In order, to develop a policy that will address these concerns and fear, one needs to know the lived experiences of family caregivers as they engaged in caring for a patient with critical illnesses sustained by healthcare technologies. Having the understanding that the expression of caregivers’ experiences at this point could foster a restructuring of the care given to persons with a critical illness and it could assist nurses to improve their competency by acknowledging family caregivers as partners in their care. This will provide better quality care for patients in the Intensive Care Unit (ICU). Therefore, this present study explored the lived experiences of family caregivers attending to critically ill patients sustained with healthcare technologies in the hospital.


Design and setting

The research design chosen for this study was the Hermeneutic phenomenological design, suggested by Patton, and Haynes 2014; as a framework permitting researchers to query the experiences of a person or group of persons, to understand both meaning and structure of those experiences.[8] In the hermeneutic phenomenological approach, the meanings of the lived experience are discovered through the interpretive findings of the text of life.[9] This study was conducted at the University of Benin Teaching Hospital, Benin-city, Edo State, Nigeria.
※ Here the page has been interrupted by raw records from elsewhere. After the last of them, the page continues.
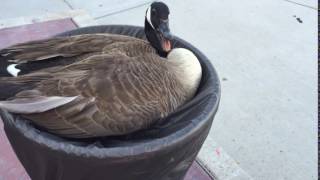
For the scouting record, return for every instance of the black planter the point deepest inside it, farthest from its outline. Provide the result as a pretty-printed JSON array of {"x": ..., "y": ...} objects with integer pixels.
[{"x": 163, "y": 152}]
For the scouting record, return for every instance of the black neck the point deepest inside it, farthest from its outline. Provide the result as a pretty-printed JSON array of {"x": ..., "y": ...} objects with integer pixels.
[{"x": 153, "y": 39}]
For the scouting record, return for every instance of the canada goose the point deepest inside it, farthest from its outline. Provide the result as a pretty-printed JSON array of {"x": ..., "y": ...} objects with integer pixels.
[{"x": 104, "y": 84}]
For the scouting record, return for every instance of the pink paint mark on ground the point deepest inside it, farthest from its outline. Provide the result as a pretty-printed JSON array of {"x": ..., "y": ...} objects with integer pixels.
[
  {"x": 196, "y": 172},
  {"x": 217, "y": 151}
]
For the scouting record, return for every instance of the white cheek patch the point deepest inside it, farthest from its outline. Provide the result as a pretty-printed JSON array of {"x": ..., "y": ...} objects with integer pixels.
[
  {"x": 148, "y": 16},
  {"x": 13, "y": 70}
]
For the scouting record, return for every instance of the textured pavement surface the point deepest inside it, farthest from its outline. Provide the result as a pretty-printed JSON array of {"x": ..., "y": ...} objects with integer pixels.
[{"x": 265, "y": 54}]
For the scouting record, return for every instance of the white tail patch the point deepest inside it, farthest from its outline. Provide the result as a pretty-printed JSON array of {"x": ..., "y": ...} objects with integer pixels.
[
  {"x": 13, "y": 70},
  {"x": 37, "y": 104}
]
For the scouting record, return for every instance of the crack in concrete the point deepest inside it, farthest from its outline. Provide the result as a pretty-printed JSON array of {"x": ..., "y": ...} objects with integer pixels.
[
  {"x": 68, "y": 4},
  {"x": 304, "y": 5},
  {"x": 123, "y": 10}
]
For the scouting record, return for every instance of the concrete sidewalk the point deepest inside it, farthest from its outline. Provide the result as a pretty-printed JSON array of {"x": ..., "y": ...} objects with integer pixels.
[{"x": 265, "y": 53}]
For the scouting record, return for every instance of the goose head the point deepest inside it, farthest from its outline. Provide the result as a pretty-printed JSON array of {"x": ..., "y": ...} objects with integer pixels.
[{"x": 157, "y": 27}]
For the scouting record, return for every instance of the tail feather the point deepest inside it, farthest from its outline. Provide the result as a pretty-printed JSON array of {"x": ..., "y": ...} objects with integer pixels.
[{"x": 35, "y": 104}]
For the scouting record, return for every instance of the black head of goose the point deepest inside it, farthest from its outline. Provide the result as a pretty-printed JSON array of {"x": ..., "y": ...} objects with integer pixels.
[{"x": 104, "y": 84}]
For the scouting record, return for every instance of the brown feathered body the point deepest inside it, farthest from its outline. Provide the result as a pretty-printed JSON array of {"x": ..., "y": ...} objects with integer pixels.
[{"x": 118, "y": 84}]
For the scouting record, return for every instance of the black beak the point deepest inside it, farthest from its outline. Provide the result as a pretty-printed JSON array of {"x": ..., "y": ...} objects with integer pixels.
[{"x": 164, "y": 35}]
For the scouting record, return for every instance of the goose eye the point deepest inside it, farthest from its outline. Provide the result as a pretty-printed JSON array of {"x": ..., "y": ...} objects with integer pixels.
[{"x": 153, "y": 11}]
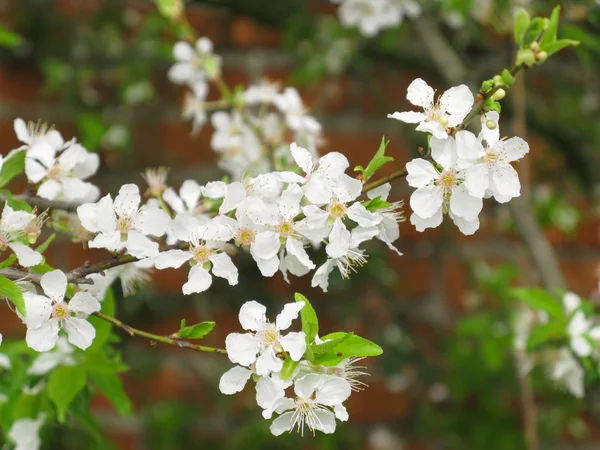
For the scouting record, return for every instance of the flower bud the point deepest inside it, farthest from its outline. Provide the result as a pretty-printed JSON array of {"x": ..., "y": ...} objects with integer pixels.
[
  {"x": 499, "y": 94},
  {"x": 541, "y": 56}
]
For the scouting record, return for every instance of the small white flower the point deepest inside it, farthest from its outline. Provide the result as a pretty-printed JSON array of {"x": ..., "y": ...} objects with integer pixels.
[
  {"x": 25, "y": 433},
  {"x": 62, "y": 176},
  {"x": 123, "y": 223},
  {"x": 47, "y": 314},
  {"x": 12, "y": 228},
  {"x": 205, "y": 252},
  {"x": 580, "y": 329},
  {"x": 194, "y": 64},
  {"x": 34, "y": 132},
  {"x": 442, "y": 188},
  {"x": 317, "y": 403},
  {"x": 448, "y": 112},
  {"x": 348, "y": 261},
  {"x": 261, "y": 347},
  {"x": 568, "y": 371},
  {"x": 488, "y": 169}
]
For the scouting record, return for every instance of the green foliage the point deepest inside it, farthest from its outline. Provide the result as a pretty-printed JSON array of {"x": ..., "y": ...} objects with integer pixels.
[
  {"x": 197, "y": 331},
  {"x": 12, "y": 291},
  {"x": 9, "y": 38},
  {"x": 12, "y": 167},
  {"x": 112, "y": 387},
  {"x": 378, "y": 161},
  {"x": 540, "y": 300},
  {"x": 310, "y": 324},
  {"x": 64, "y": 383}
]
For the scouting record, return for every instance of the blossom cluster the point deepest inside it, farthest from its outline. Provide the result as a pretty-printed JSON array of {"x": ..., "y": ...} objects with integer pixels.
[
  {"x": 372, "y": 16},
  {"x": 274, "y": 216},
  {"x": 252, "y": 126},
  {"x": 461, "y": 169},
  {"x": 319, "y": 391}
]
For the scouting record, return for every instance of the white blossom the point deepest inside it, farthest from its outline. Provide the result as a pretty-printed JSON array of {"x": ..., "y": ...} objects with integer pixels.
[
  {"x": 47, "y": 314},
  {"x": 448, "y": 112},
  {"x": 25, "y": 433},
  {"x": 262, "y": 345},
  {"x": 317, "y": 403},
  {"x": 205, "y": 253},
  {"x": 488, "y": 168},
  {"x": 12, "y": 227},
  {"x": 123, "y": 223},
  {"x": 442, "y": 188}
]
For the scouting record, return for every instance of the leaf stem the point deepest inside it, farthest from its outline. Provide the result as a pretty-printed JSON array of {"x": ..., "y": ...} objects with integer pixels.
[{"x": 156, "y": 337}]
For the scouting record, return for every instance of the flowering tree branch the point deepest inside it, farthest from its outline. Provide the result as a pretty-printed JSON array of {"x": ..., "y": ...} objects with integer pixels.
[
  {"x": 158, "y": 338},
  {"x": 43, "y": 203}
]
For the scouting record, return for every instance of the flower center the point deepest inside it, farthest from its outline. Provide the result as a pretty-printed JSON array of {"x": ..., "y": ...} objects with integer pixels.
[
  {"x": 491, "y": 157},
  {"x": 201, "y": 254},
  {"x": 60, "y": 311},
  {"x": 285, "y": 229},
  {"x": 447, "y": 179},
  {"x": 54, "y": 173},
  {"x": 245, "y": 236},
  {"x": 336, "y": 209}
]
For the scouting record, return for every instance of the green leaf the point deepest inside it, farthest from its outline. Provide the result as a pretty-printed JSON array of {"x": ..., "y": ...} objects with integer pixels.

The hospital provided the opportunity for the patient’s family members to participate in caring for the patients in the units. They allow family caregivers to come into the unit in the evening time after taking care of the patient and on special occasions, they also allow them in. Though the visiting time is limited, there is this assurance that despite not being allowed to stay with their patient, they were actively involved in their care. The care activities provided by the family caregivers include the provision of anything needed such as beverages or other personal items to take care of the patient, washing the patient’s dirty clothes, providing psychological and spiritual support, and so on.
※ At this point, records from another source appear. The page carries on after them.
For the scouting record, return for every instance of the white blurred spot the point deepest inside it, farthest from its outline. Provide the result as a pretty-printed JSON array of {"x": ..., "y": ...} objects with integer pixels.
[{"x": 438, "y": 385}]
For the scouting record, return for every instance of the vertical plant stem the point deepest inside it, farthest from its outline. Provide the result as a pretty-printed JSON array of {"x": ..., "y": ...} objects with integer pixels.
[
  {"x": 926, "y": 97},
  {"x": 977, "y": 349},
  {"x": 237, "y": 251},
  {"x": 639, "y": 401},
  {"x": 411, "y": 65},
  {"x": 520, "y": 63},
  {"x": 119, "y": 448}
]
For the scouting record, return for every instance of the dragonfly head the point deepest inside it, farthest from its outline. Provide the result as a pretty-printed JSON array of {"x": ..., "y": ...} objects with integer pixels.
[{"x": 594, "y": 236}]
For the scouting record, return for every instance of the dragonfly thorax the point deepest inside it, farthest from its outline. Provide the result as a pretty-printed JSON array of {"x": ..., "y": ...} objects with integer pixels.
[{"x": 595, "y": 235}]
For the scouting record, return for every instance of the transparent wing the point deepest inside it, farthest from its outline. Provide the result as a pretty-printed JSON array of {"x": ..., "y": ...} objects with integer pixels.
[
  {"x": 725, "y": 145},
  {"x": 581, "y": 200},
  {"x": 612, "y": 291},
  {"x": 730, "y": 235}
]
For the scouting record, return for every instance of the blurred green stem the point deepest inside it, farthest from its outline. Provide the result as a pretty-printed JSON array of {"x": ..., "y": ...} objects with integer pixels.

The participants were family caregivers in the intensive care unit of the University of Benin Teaching Hospital. Inclusion criteria included: Being a primary or active family caregiver, who participated in caring for his/her loved one with a critical illness and was sustained by healthcare technologies. An exclusion criterion was family caregivers who are on and off in the hospital, these set of relatives just come to visit their loved ones and go back to their houses. They only partake in the care once they are around and are not fully on the ground.

Data collection

The family caregivers who met the criteria were invited to participate. Interviews were arranged mutually but they were allowed to choose the right place for the interview. Individual interviews were conducted using probes and interview guides to explore their experience as they partake in the care of a patient with a critical illness sustained by healthcare technologies in the hospital. The interview duration was from 45 to 60 minutes with an audiotape recorder. A code number was assigned to each participant for identification and confidentiality of data.

Data analysis

A hermeneutic phenomenological approach was used, and interviews were conducted, recorded, and transcribed. The Words, phrases, and statements describing the experiences of family caregivers caring for their family members with critical illnesses sustained with healthcare technologies in the hospital were highlighted and identified from the interview transcriptions. These statements were put together to form themes reflecting descriptions of the family caregivers’ experiences. All themes that had the same meaning or related to each other were grouped as a thematic category. Having chosen a hermeneutic phenomenological approach for this study, Paul Ricoeur’s theory of interpretation was used. This theory of interpretation provides one approach through which researchers using hermeneutics can achieve congruence between philosophy, methodology, and method.[10] Ricoeur’s theory of interpretation acknowledges the interrelationship between epistemology (interpretation) and ontology (interpreter).[11] Also, Ricoeur notes the way interpretation moves forward from naive understanding, where the interpreter has a superficial grasp of the whole of the text, to deeper understanding, where the interpreter understands the parts of the text about the whole and the whole of the text about its parts (the hermeneutic circle).[12] In this way, Ricoeur’s theory of interpretation provides researchers with a method of developing inter-subjective knowledge. Through exposition of the concepts of Ricoeur’s theory, which include distanciation, appropriation, explanation, understanding, guess, and validation, a hermeneutic approach to textual analysis is presented, discussed, and critiqued [Figure 2].{Figure 2}

Trustworthiness of the study

As qualitative research is carried out, it becomes essential to ensure that the data collected and reported on is trustworthy.[14] Identified the importance of validity in qualitative research to assess for and ensure both accuracy and credibility in a researcher’s findings. There are four particular areas in qualitative research that were addressed to mitigate issues of trustworthiness. These four areas of trustworthiness include credibility, transferability, dependability, and Confirmability.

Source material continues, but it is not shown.